Secondo i dati raccolti dal CESNUR (
www.censur.org), una stima aggiornata circa la presenza buddhista porta a quantificare il totale di aderenti ad organizzazioni buddhiste nel nostro Paese in 74.000 unità se si considerano i cittadini italiani e in circa 100.000 se si includono gli immigrati non cittadini. Tuttavia, l'influenza del buddhismo in Occidente e in Italia va molto al di là della cerchia di chi aderisce formalmente ad un'organizzazione facendo dello stesso buddhismo, a tutti gli effetti, la sua fede «ufficiale».

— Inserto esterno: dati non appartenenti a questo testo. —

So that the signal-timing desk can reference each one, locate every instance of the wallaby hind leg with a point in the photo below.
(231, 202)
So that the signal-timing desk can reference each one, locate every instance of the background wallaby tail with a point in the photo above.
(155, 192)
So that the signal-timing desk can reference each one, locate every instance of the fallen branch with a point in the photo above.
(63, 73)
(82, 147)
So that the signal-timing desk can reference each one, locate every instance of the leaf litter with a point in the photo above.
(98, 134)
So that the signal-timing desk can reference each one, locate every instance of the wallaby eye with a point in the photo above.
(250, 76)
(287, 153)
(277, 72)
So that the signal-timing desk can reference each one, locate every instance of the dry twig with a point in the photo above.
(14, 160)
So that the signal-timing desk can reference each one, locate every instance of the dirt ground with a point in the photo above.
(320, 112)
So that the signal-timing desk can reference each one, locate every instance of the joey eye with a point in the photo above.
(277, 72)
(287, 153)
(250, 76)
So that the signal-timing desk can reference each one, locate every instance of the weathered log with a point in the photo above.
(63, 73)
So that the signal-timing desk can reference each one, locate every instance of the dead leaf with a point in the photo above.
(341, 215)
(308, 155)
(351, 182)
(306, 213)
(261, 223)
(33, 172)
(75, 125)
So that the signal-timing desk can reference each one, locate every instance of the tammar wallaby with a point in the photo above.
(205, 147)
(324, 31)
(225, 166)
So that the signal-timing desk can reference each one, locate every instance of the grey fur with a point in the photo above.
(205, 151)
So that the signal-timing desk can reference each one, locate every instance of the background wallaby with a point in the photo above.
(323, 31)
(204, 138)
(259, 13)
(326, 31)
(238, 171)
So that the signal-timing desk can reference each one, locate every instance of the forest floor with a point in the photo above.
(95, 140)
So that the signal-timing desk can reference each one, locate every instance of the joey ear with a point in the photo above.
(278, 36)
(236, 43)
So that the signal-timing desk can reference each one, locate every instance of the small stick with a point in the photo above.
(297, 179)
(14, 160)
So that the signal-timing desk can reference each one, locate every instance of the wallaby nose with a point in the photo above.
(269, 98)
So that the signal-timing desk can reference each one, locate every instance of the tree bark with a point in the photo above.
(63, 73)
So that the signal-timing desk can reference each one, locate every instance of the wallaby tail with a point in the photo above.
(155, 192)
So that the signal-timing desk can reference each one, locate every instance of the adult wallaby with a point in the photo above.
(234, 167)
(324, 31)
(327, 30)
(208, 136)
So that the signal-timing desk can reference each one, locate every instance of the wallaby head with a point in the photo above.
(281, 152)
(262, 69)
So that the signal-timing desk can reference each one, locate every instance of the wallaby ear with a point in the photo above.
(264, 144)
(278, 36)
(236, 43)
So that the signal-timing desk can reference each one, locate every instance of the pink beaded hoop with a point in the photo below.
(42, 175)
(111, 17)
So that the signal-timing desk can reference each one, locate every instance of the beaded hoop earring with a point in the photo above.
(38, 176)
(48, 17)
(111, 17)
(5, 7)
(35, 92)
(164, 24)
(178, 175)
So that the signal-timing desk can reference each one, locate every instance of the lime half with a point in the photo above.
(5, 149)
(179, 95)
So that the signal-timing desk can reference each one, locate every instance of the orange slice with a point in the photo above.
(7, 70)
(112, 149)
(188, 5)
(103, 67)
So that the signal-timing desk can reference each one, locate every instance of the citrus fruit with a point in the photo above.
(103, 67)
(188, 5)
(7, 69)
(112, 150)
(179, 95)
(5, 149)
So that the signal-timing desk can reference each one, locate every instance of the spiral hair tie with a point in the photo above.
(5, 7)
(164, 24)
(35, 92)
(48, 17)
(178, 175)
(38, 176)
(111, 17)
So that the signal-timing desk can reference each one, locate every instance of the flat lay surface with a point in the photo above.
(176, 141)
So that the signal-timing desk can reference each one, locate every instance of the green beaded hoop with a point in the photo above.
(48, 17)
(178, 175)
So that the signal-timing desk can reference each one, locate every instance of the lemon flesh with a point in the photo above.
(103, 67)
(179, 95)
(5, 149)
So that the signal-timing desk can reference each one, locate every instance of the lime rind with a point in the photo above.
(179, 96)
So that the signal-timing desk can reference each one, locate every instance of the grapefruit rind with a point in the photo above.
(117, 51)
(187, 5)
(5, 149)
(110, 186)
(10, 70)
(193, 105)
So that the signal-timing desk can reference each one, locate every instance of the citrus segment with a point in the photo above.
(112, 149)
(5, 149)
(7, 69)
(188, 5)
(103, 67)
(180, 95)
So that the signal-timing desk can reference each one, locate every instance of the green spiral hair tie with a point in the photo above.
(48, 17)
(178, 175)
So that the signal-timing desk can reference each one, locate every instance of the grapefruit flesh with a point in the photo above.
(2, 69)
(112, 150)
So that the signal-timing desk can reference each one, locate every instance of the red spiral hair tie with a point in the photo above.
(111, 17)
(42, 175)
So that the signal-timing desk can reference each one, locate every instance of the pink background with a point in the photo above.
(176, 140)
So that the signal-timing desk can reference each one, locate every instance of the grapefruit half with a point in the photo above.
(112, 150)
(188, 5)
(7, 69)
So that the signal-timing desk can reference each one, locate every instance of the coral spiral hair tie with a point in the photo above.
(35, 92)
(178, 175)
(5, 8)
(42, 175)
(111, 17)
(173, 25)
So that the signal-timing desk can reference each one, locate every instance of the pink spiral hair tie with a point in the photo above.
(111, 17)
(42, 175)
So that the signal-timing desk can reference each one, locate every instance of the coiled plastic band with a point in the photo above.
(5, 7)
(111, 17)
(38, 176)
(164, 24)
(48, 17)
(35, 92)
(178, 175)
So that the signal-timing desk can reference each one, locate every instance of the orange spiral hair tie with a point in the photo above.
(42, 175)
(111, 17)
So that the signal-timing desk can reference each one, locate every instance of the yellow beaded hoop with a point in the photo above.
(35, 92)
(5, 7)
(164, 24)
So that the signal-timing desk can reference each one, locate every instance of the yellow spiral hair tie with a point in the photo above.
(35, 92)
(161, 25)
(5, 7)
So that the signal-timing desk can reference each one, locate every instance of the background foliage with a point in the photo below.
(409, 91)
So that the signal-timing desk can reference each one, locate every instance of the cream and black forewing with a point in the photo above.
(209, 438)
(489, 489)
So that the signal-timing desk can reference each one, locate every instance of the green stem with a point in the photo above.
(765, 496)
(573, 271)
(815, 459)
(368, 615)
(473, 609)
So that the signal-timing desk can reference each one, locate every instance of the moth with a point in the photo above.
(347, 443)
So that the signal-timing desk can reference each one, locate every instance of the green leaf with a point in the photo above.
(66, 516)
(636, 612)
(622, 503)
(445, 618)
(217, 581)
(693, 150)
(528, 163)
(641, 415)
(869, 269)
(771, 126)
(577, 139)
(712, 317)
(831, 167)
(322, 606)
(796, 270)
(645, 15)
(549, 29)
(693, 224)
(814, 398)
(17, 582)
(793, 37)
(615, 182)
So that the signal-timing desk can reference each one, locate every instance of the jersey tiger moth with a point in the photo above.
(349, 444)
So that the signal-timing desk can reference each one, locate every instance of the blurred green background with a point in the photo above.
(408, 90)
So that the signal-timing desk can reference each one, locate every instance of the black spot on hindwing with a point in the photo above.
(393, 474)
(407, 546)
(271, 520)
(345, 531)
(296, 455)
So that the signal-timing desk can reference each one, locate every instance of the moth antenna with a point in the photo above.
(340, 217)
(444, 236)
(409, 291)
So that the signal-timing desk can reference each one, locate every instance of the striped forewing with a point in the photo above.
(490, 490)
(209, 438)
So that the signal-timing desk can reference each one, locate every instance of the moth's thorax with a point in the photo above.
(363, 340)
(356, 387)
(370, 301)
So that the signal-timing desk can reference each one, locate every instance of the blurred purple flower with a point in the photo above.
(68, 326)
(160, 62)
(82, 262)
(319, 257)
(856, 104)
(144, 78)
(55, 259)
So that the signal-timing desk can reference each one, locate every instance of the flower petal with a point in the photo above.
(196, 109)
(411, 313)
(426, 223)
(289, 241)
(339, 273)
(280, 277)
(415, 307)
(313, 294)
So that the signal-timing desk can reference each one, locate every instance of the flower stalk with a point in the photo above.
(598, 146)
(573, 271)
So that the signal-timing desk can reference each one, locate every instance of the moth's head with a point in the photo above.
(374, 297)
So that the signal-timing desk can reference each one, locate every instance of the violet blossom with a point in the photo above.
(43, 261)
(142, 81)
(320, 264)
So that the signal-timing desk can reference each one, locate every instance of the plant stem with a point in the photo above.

In Occidente, già negli anni 1960 e 1970, grazie anche agli ambienti della controcultura hippie, si sviluppa a livello popolare un notevole interesse per lo zen (una fra le molte scuole buddhiste), seguito dal grande successo del buddhismo tibetano a partire dagli anni 1980. Questo successo passa anche per la letteratura e il cinema, dal Siddhartha (1922) di Hermann Hesse (1877-1962) a film come Piccolo Buddha, Sette anni in Tibet e Kundun.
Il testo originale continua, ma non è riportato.